Momentum pemanenan bunga cengkeh di desa saya sudah usai kemarin, Sabtu (8/08/2020). Untuk musim panen tahun 2020 ini, di mulai pada 7 Juni hingga berakhir pada 8 Agustus kemarin.
Ada rasa lega, puas, dan bangga, tentu saja. Selepas dua bulan penuh ini kami sekeluarga sesibuk semut dengan aktivitas pemanenan. Hampir tidak ada waktu bersantai. Karenanya setiap hari selalu di tindik oleh beban kerja seputar perkebunan yang amat menjenuhkan.
Ya, menjenuhkan. Di mana setiap hari bangun subuh tatkala menjemput lalu menghantarkan belasan buruh petik ke kebun. Begitu juga pada saat sore hari sepulangnya. Demikian pun tiada hari tanpa menjemur hingga mengangkat karungan cengkeh basah hingga kering yang jumlahnya puluhan.

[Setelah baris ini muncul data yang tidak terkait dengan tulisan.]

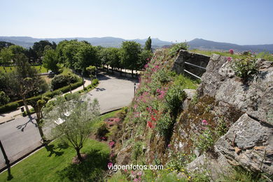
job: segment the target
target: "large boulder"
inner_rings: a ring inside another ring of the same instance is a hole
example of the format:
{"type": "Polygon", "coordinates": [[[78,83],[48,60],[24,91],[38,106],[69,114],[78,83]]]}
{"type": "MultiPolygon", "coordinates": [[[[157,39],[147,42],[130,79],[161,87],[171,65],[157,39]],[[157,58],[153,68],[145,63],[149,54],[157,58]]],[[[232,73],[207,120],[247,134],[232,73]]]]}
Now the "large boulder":
{"type": "Polygon", "coordinates": [[[200,97],[209,95],[225,102],[260,121],[273,123],[273,62],[258,59],[259,71],[244,83],[234,76],[232,62],[213,55],[202,77],[200,97]]]}

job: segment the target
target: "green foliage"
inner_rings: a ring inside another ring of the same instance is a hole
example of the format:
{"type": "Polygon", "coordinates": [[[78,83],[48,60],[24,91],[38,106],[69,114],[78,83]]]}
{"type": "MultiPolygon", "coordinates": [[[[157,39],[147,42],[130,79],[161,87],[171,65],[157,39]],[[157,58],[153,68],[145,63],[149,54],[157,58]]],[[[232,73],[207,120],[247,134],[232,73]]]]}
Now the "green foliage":
{"type": "Polygon", "coordinates": [[[137,69],[141,45],[134,41],[124,41],[120,49],[121,64],[125,69],[137,69]]]}
{"type": "Polygon", "coordinates": [[[105,136],[106,134],[109,132],[107,129],[107,125],[105,122],[102,122],[99,125],[95,132],[96,138],[102,139],[102,137],[105,136]]]}
{"type": "Polygon", "coordinates": [[[134,145],[133,151],[132,153],[132,159],[136,162],[137,160],[141,157],[142,153],[142,144],[141,142],[138,141],[134,145]]]}
{"type": "Polygon", "coordinates": [[[71,164],[74,149],[54,141],[13,166],[10,181],[7,179],[7,171],[1,173],[0,181],[102,181],[108,146],[88,139],[82,152],[88,158],[81,164],[71,164]]]}
{"type": "Polygon", "coordinates": [[[5,113],[13,110],[15,110],[18,106],[19,104],[17,102],[9,103],[8,104],[0,106],[0,113],[5,113]]]}
{"type": "Polygon", "coordinates": [[[169,113],[165,113],[160,115],[160,118],[157,122],[156,129],[162,136],[167,138],[172,132],[174,120],[172,119],[169,113]]]}
{"type": "Polygon", "coordinates": [[[178,43],[172,46],[169,48],[169,54],[172,56],[176,55],[181,50],[188,50],[189,46],[186,42],[178,43]]]}
{"type": "Polygon", "coordinates": [[[3,91],[0,91],[0,105],[4,105],[10,101],[10,97],[3,91]]]}
{"type": "Polygon", "coordinates": [[[194,140],[195,146],[201,152],[208,150],[214,145],[216,137],[211,129],[206,129],[203,133],[196,136],[197,139],[194,140]]]}
{"type": "Polygon", "coordinates": [[[183,153],[174,153],[173,150],[169,150],[169,158],[166,167],[177,172],[184,172],[186,167],[186,155],[183,153]]]}
{"type": "Polygon", "coordinates": [[[53,90],[64,87],[70,83],[74,83],[79,80],[78,77],[74,74],[56,75],[51,80],[51,85],[53,90]]]}
{"type": "Polygon", "coordinates": [[[167,92],[166,106],[170,109],[171,115],[176,116],[183,101],[186,99],[185,92],[180,84],[174,85],[167,92]]]}
{"type": "Polygon", "coordinates": [[[43,57],[43,66],[54,73],[57,73],[59,71],[57,55],[55,50],[49,49],[46,51],[45,55],[43,57]]]}
{"type": "Polygon", "coordinates": [[[53,138],[60,137],[76,150],[78,158],[83,161],[80,150],[98,121],[99,102],[96,99],[91,102],[79,94],[70,94],[67,100],[57,97],[55,105],[50,111],[45,108],[44,120],[47,125],[55,125],[51,130],[53,138]]]}
{"type": "MultiPolygon", "coordinates": [[[[223,174],[219,181],[223,182],[237,181],[237,182],[266,182],[266,178],[262,178],[262,174],[253,173],[246,171],[241,167],[235,167],[232,169],[232,173],[228,175],[223,174]]],[[[272,176],[271,178],[272,179],[272,176]]]]}
{"type": "Polygon", "coordinates": [[[256,58],[251,56],[247,56],[242,59],[236,59],[233,62],[232,69],[237,76],[246,80],[248,78],[258,72],[256,61],[256,58]]]}
{"type": "Polygon", "coordinates": [[[144,50],[151,50],[151,49],[152,49],[152,39],[150,39],[150,36],[149,36],[145,43],[144,50]]]}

Suatu sisi capek juga. Ya, namanya kerja, sudah menjadi kosekuensi logis
Meski begitu, musim panen raya tahun ini, Juni hingga Agustus, sedikit memberikan nafas harapan lantaran di dukung oleh kondisi iklim dan/atau cuaca yang lumayan bersahabat. Yang ditandai dengan intensitas sinar matahari yang cukup, hingga volume hujan juga menurun.
Adapun keunggulan lain yakni, musim panen tahun tidak tak lagi susah mencari buruh petik seperti pengalaman tahun-tahun sebelumnya. Setidaknya beberapa kemudahan ini turut menyokong produktivitas kerja selama berjalannya pascapanen cengkeh.
Fakta lain juga menyuguhkan bahwa, panen cengkeh tahun ini sedemikian menghadirkan dua wajah paradoksal. Di mana, suatu sisi kami (dan umumnya petani cengkeh di Tanah Air) dihadapkan pada panen raya yang ditandai juga dengan pohon cengkeh berbuah lebat.